On 4 May, the Lawrences gave a press conference to vent their anger. ‘Nothing has been done,' Doreen Lawrence said. 'There have been no arrests and the police won't tell us what’s happening. The black community and I cannot stand for this any longer. The killers are out there and other black kids can’t feel safe on the streets.’ Her husband added: ‘The police are not really concerned about arresting anyone. They are just going through the motions.’ (Much later, Doreen Lawrence would describe an incident at this time which particularly shocked her.
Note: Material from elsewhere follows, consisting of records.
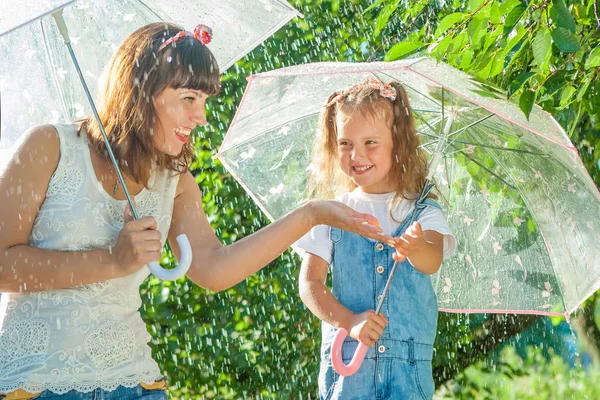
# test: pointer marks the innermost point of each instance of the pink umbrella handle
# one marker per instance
(336, 355)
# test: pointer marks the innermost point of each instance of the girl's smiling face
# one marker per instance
(178, 112)
(365, 151)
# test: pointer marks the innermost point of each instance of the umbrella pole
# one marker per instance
(62, 28)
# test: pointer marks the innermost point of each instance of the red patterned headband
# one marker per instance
(385, 90)
(201, 33)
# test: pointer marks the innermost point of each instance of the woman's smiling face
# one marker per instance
(178, 112)
(365, 151)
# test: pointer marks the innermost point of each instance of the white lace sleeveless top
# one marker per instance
(89, 336)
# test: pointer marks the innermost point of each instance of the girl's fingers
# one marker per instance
(398, 257)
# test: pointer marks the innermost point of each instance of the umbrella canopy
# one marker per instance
(38, 82)
(15, 14)
(524, 210)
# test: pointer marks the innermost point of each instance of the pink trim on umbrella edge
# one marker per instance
(524, 312)
(234, 117)
(247, 189)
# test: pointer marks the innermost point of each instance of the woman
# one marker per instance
(71, 260)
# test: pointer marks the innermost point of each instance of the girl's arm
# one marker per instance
(216, 267)
(23, 184)
(424, 249)
(366, 327)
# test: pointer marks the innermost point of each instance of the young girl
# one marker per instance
(367, 153)
(71, 264)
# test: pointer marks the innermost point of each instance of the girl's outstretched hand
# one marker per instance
(139, 243)
(336, 214)
(409, 243)
(367, 327)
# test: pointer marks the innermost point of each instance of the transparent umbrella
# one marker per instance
(39, 84)
(524, 210)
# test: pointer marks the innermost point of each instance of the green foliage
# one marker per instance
(257, 340)
(543, 52)
(537, 377)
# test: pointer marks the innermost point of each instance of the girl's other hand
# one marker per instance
(138, 243)
(409, 243)
(367, 327)
(338, 215)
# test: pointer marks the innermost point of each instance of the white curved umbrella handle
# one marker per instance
(184, 262)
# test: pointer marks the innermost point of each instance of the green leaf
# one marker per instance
(566, 95)
(474, 4)
(565, 40)
(447, 22)
(372, 6)
(442, 46)
(593, 59)
(495, 17)
(561, 16)
(384, 16)
(526, 102)
(583, 88)
(542, 47)
(513, 17)
(465, 60)
(401, 49)
(518, 82)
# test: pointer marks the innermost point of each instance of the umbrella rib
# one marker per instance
(499, 148)
(461, 130)
(426, 123)
(263, 132)
(406, 85)
(533, 215)
(483, 166)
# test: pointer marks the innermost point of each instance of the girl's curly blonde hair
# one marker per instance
(328, 180)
She took to the police station a list of the names of her son’s alleged killers provided by friends and sympathizers. 'I presented it to one of the officers and while we were talking I watched. He folded the paper and rolled it into a ball in his hand. I asked “Are you going to throw it in the bin?” He said “No, no.”’ In fact, two of the six names on the list figured in later legal proceedings.)
Two days later the police met the Lawrences to try to clear the air. They insisted that they were pursuing the case vigorously, with twenty-five officers working full-time from the incident room at Plumstead police station, and they invited the Lawrences to visit the station to see the work in progress. (The invitation was refused.) The police also said that they were properly investigating the many tip-offs they had received. The officers left the meeting believing that a ‘fragile peace’ had been established.
They were wrong. The next day the Lawrences staged a remarkable publicity coup. Nelson Mandela, on only his second visit to Britain since his release from jail, agreed to meet them. The Lawrences emerged from Mandela’s hotel in central London to face a crowd of reporters and camera crews. They complained about the ‘cavalier’ attitude of the police and the police’s failure to act on the information they had been given. Their complaints were widely reported. Two weeks after the murder, the Lawrence case had at last become news.